Conservatisme? Certainement pas. Car, parallèlement, nos modalités de dépense et d’achat évoluent bien plus rapidement. On s’en rend assez peu compte car les banques demeurent focalisées sur les moyens de paiement qu’elles délivrent, plutôt que sur les usages d’achat, qui dépendent beaucoup moins d’elles. Et vis-à-vis desquels elles accusent même un certain retard.
Cagnottes, factures et promotions
Aujourd’hui, ainsi, partager des dépenses à plusieurs est devenu un usage de plus en plus commun et fréquent. Différents sites marchands, notamment dans le secteur du tourisme, reconnaissent – plus ouvertement que nombre de banques – les cagnottes comme des moyens de paiement à part entière.
De même, les perspectives de revente sur des plateformes en ligne sont de plus en plus prises en compte dans les décisions d’achat. La pratique est devenue commune. En France, cependant, combien d’applis de paiement facilitent-elles l’émission de factures par les particuliers?
Les demandes en matière de services associés aux dépenses sont de plus en plus variées: de l’intégration de données contextuelles (photos des objets achetés ou scan de tickets, par exemple) aux garde-fous psychologiques (tels que des filtres anti-addictifs), en passant par la recherche de prix ou de réductions. Toutefois, privilégiant simplicité et sécurité, les banques françaises proposent peu de choses en réponse à ces demandes.
Pour faciliter leurs achats en ligne, plus d’un tiers des internautes enregistrent leurs données bancaires sur les sites marchands qu’ils fréquentent le plus. Mais peu d’établissements ont pensé à développer leurs applis pour fournir la même commodité, tout en sécurisant une pratique qui semble se généraliser.
Du retard dans le paiement social
Les banques proposent de nouveaux moyens de paiement qui sont adoptés lentement dans la mesure où, en eux-mêmes, ils changent peu les usages. Cela, ce sont plutôt de nouveaux acteurs qui s’en chargent. Comme ceux qui ont promu en un temps record les paiements fractionnés. Comme Amazon, avec ses paiements invisibles en magasin ou vocaux en voiture.
Mais c’est surtout Venmo (créé en 2009) qui illustre le mieux l’impact décisif d’une focalisation sur les usages plus que sur les outils.

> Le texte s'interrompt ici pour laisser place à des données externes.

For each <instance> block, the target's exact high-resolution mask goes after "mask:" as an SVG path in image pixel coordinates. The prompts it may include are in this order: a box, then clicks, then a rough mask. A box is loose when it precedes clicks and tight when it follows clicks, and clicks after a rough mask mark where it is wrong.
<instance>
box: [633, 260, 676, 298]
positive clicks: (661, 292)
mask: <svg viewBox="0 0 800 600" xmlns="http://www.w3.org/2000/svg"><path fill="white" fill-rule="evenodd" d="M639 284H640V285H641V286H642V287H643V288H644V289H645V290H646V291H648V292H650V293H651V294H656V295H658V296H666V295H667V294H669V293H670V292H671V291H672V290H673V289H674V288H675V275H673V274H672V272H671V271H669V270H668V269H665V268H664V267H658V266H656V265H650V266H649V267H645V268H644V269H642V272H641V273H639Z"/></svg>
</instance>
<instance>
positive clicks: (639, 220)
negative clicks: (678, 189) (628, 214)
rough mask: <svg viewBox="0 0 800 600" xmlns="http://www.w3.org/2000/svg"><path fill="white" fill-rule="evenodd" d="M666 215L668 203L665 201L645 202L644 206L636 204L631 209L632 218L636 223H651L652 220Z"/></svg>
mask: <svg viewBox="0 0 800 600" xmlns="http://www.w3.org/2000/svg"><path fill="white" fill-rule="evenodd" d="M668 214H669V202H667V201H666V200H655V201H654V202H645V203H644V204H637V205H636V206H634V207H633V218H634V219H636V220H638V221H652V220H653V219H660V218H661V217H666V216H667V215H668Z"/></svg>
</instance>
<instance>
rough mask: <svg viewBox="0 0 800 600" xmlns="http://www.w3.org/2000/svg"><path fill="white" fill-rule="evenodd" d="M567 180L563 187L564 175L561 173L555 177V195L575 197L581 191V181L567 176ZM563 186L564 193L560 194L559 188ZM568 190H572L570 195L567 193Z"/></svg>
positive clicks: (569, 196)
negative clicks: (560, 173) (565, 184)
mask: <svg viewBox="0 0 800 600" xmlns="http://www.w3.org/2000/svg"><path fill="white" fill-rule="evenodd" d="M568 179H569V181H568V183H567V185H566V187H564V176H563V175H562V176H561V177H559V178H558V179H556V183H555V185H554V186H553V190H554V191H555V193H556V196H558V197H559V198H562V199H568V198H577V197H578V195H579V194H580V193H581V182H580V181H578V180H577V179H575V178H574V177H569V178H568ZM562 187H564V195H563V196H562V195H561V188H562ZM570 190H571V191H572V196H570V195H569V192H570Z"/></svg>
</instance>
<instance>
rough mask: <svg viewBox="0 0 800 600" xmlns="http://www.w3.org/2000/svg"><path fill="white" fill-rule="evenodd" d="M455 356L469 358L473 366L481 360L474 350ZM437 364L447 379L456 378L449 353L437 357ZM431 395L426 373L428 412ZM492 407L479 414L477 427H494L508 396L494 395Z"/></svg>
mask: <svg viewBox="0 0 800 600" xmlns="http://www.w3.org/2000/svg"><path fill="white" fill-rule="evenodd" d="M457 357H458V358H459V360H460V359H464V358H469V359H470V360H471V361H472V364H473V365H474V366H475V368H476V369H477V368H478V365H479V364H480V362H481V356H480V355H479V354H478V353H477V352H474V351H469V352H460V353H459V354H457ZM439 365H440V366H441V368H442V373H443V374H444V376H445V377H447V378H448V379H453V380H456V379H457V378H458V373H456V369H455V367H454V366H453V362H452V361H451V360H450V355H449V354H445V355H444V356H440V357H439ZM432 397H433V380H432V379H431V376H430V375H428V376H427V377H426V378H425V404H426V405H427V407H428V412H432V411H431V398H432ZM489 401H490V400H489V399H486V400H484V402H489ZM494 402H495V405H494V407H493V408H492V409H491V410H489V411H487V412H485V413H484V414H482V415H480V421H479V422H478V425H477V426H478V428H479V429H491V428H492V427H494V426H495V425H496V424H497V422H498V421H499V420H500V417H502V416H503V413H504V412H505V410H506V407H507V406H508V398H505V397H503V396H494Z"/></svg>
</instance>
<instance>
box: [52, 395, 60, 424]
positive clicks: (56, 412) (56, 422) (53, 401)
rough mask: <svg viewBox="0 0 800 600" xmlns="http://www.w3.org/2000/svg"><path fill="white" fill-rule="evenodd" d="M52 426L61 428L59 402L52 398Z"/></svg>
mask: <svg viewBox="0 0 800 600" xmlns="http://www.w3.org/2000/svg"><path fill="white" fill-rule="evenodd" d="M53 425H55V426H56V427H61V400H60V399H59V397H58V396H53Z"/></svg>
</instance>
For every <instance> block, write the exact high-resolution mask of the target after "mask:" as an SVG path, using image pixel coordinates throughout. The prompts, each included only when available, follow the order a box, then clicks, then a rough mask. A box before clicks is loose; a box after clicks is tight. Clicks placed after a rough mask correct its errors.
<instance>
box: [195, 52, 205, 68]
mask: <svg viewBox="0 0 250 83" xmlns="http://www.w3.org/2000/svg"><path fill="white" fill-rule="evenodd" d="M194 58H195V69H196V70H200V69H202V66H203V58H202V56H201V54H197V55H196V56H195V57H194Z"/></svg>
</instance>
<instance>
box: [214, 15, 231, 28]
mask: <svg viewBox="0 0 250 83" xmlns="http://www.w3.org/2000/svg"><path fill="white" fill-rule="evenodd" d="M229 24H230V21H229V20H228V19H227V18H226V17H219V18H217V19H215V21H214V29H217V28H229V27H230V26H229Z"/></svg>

Et qui représente également le meilleur exemple sans doute d’une fintech qui, en dix ans, a réussi à devenir une marque (en France, nous avons néanmoins Lydia).
Aux Etats-Unis, en effet, "to venmo" serait en train d’entrer dans le langage courant pour désigner les paiements entre personnes. Venmo a su changer l’usage des paiements et ceci en traitant les transactions comme de véritables interactions. Apparu en plein essor des réseaux sociaux, Venmo a inventé le paiement social. Il a créé un réseau au sein duquel on peut voir qui paie quoi et à qui. L’idée était audacieuse. Elle a eu du succès parce qu’elle a tout de suite marqué une différence, en même temps que Venmo l’a très vite atténuée (possibilité de payer sur le réseau en mode privatif) et complétée (paiements fractionnés, dont Venmo fut quasiment le pionnier aux Etats-Unis, personnalisation des règlements avec commentaires, émojis, …).
Aujourd’hui, sur Venmo, le paiement social n’est plus qu’une option et la fintech – rachetée par Paypal – propose des solutions de paiement de plus en plus généralistes (y compris par carte). Venmo a conquis 70 millions d’utilisateurs et 2 millions de commerces. Les banques ont dû monter une solution commune comparable: Zelle (en France, il y a également Paylib). Car ce sont les banques qui se sont retrouvées à faire concurrence à Venmo!